Between the lines: Biden's signature economic stimulus plan is an ambitious attempt to recover from the pandemic while tackling income inequality, climate change and structural racism. The plan would pump $2.7 trillion into American manufacturing, clean energy technology and infrastructure over just four years.

  • He wants to spend an additional $775 billion for working parents and caregivers over 10 years.

Reality check: In a crisis, the most important aspect of any stimulus is speed — getting cash out the door as quickly as possible.

  • Even if Democrats win the Senate, Biden's advisers know that it will be difficult to pass such a plan within weeks of the inauguration.
  • Our thought bubble: Even Biden is not going to get Congress to spend $300 billion on new batteries before Valentine's Day.

By the numbers: Officially, Biden aides are reluctant to commit to a January price tag, given uncertainties about the virus and congressional action this fall. But many economists on his advisory committees privately put it between $1 trillion and $2 trillion, depending on what Congress passes (if it passes anything).

  • The goal would be to get money out the door and Americans back to work, while keeping families in their homes.
  • One blueprint already exists: The House passed a $3 trillion Cares Act II in May, but it's not close to becoming law. House and Senate leaders are trillions of dollars apart.

The other side: Trump would also spend big in January, if not before, if he's re-elected.
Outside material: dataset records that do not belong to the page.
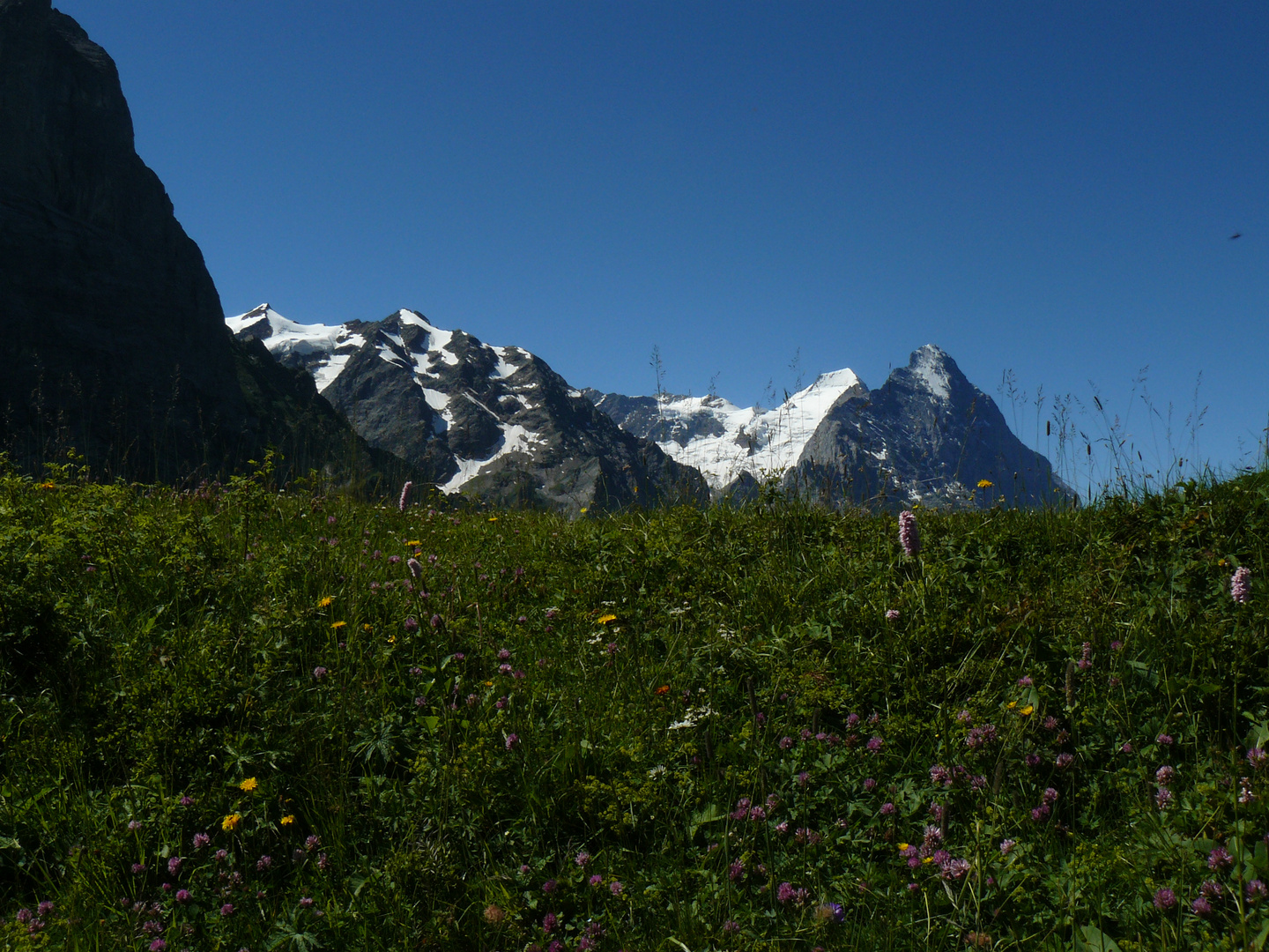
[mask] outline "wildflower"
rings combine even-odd
[[[911,509],[905,509],[898,514],[898,545],[904,547],[904,555],[909,557],[921,551],[921,534],[916,528],[916,515]]]
[[[1240,605],[1251,600],[1251,570],[1246,566],[1235,569],[1230,578],[1230,598]]]

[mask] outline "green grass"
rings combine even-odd
[[[1269,479],[917,523],[6,470],[0,949],[1261,947]]]

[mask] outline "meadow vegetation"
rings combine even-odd
[[[6,468],[0,949],[1261,948],[1266,529]]]

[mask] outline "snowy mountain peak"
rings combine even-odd
[[[522,348],[485,344],[409,308],[325,325],[289,321],[265,303],[226,324],[312,373],[371,446],[447,493],[565,512],[708,499],[699,473],[623,433]]]
[[[821,373],[770,410],[740,407],[718,396],[627,397],[594,390],[586,395],[623,429],[652,439],[680,463],[700,470],[718,490],[744,472],[760,475],[794,466],[830,407],[867,392],[854,371],[843,368]]]
[[[352,324],[297,324],[265,302],[246,314],[226,317],[226,326],[239,340],[260,340],[278,363],[308,371],[317,392],[326,390],[343,372],[348,358],[365,338]]]

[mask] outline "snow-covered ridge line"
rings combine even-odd
[[[642,410],[641,423],[665,453],[698,468],[712,489],[722,489],[742,472],[763,475],[794,466],[824,415],[848,391],[862,395],[868,388],[854,371],[843,368],[821,373],[770,410],[740,407],[717,396],[661,395],[633,401]],[[596,402],[607,411],[604,400]],[[632,432],[642,429],[633,419],[622,425]]]

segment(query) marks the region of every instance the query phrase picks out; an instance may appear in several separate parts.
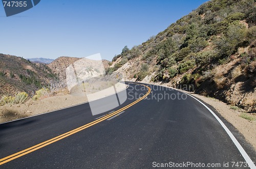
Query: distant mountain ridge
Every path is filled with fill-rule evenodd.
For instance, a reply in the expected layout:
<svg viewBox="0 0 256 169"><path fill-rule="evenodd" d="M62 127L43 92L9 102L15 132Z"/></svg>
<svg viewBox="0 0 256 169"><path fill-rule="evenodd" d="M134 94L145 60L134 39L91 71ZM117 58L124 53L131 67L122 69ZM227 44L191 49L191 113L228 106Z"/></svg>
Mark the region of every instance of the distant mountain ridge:
<svg viewBox="0 0 256 169"><path fill-rule="evenodd" d="M52 63L54 59L47 59L47 58L29 58L27 59L30 61L34 63L41 63L46 64L49 64Z"/></svg>
<svg viewBox="0 0 256 169"><path fill-rule="evenodd" d="M58 79L45 64L35 63L21 57L0 53L0 98L26 92L30 96Z"/></svg>

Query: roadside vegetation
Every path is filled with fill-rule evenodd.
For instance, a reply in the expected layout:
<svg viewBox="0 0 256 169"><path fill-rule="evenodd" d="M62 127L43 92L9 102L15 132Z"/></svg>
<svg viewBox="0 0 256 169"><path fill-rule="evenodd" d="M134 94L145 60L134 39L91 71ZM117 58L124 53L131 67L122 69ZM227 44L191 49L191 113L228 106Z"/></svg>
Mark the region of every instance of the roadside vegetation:
<svg viewBox="0 0 256 169"><path fill-rule="evenodd" d="M15 96L4 95L0 99L0 105L23 103L28 98L28 95L26 92L19 92Z"/></svg>
<svg viewBox="0 0 256 169"><path fill-rule="evenodd" d="M127 76L137 80L150 75L174 87L193 85L191 91L255 112L255 99L243 97L256 86L255 6L253 0L206 2L142 44L125 46L108 72L129 62Z"/></svg>

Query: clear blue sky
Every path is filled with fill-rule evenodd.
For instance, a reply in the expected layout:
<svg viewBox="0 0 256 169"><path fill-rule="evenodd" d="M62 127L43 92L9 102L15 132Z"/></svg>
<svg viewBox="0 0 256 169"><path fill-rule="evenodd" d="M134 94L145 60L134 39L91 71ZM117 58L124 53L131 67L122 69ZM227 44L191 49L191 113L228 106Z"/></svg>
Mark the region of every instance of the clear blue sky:
<svg viewBox="0 0 256 169"><path fill-rule="evenodd" d="M41 0L8 17L1 3L0 53L50 59L100 53L111 60L206 1Z"/></svg>

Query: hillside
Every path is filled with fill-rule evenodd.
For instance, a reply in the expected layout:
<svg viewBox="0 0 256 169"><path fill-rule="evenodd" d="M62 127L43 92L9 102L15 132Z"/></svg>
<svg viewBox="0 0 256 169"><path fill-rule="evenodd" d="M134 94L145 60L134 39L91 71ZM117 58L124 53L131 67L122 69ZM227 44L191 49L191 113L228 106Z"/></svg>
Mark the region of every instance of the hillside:
<svg viewBox="0 0 256 169"><path fill-rule="evenodd" d="M32 95L33 92L47 86L51 80L56 78L45 64L0 54L0 96L14 95L23 91Z"/></svg>
<svg viewBox="0 0 256 169"><path fill-rule="evenodd" d="M54 59L47 59L47 58L29 58L27 59L28 60L29 60L30 61L34 63L44 63L46 64L49 64L51 63L52 63L53 61L54 61Z"/></svg>
<svg viewBox="0 0 256 169"><path fill-rule="evenodd" d="M108 73L160 82L255 112L256 3L208 2L116 55Z"/></svg>
<svg viewBox="0 0 256 169"><path fill-rule="evenodd" d="M51 68L53 72L58 75L58 77L60 80L62 80L62 81L66 81L66 69L67 67L81 59L78 58L61 57L58 58L53 62L48 64L48 66ZM106 60L102 60L102 62L105 69L109 67L110 62Z"/></svg>

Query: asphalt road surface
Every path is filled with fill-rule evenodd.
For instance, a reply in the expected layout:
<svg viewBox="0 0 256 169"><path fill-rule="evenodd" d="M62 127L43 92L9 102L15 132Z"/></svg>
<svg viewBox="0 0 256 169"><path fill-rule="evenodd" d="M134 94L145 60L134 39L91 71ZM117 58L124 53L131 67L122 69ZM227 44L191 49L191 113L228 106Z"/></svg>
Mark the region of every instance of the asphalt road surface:
<svg viewBox="0 0 256 169"><path fill-rule="evenodd" d="M125 102L97 116L87 103L0 124L0 168L249 168L256 161L211 106L222 125L180 91L126 83ZM100 108L108 100L95 101Z"/></svg>

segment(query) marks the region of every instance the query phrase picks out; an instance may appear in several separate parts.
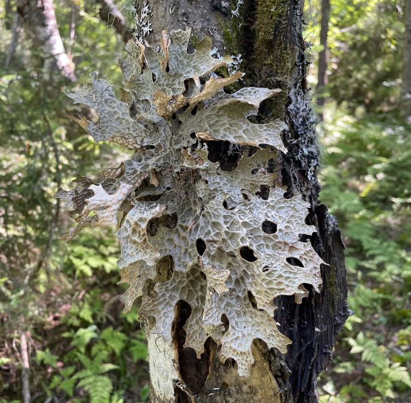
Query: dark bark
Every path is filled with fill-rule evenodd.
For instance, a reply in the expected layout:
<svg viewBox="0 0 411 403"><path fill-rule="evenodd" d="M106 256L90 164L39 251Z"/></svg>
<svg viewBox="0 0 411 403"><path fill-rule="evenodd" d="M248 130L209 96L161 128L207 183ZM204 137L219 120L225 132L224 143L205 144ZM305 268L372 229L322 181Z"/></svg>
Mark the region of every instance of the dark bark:
<svg viewBox="0 0 411 403"><path fill-rule="evenodd" d="M319 116L324 118L323 108L325 97L324 96L327 71L327 39L328 36L328 21L330 13L330 0L321 0L321 28L320 31L320 44L323 49L318 55L318 79L317 81L317 105L320 107Z"/></svg>
<svg viewBox="0 0 411 403"><path fill-rule="evenodd" d="M245 62L240 68L247 74L248 85L281 88L279 96L260 107L258 118L280 117L288 125L283 139L288 153L278 153L273 169L281 173L281 183L287 187L289 196L299 192L310 203L307 221L315 225L317 232L305 240L312 243L329 266L322 267L320 293L310 290L301 304L296 304L293 297L278 298L275 319L293 344L283 356L275 349L267 351L256 341L255 363L250 378L238 377L229 360L219 362L212 343L207 346L201 360L183 348L182 326L186 317L183 310L179 310L174 334L179 346L180 372L188 389L198 394L196 402L316 402L317 377L331 359L335 335L347 316L347 285L340 231L318 201L319 150L306 80L308 62L301 7L297 0L248 0L240 9L239 27L225 4L208 0L149 2L154 14L150 42L155 43L155 37L165 28L191 27L198 38L211 36L221 54L243 55ZM223 144L213 149L211 159L229 159L230 150L225 151ZM209 362L208 373L204 368ZM186 393L177 389L176 402L191 401Z"/></svg>

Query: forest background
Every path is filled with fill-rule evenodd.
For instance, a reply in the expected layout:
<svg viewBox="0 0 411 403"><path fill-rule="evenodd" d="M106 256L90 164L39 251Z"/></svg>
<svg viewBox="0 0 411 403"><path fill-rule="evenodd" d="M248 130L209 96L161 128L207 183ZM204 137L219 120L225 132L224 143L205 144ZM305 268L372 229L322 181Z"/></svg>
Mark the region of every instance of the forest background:
<svg viewBox="0 0 411 403"><path fill-rule="evenodd" d="M115 3L132 26L131 5ZM352 314L321 376L322 403L411 401L411 117L399 108L405 3L332 0L324 74L321 4L305 2L312 87L319 72L325 77L312 93L326 100L313 105L320 199L343 233ZM66 90L95 71L121 85L117 60L129 33L116 33L103 3L111 2L53 2L75 65ZM71 223L53 196L78 173L98 177L107 159L115 166L121 151L95 143L67 117L80 111L44 85L47 72L16 6L0 4L0 402L22 401L27 387L33 402L146 401L137 307L122 313L117 297L118 243L102 229L60 241Z"/></svg>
  • Senate Majority Leader Mitch McConnell wants to spend $1 trillion this fall, but he's warned Trump about going much higher.
  • Trump's call for a $2 trillion infrastructure bill back in March would be a starting point for a 2021 stimulus.

The bottom line: Many of Biden's economic advisers served in the Obama administration and know what it's like to inherit an economic crisis on day one.

  • They feel that the 2009 stimulus package — the $787 billion American Recovery and Reinvestment Act — was woefully inadequate. And they're determined not to make the same mistake twice.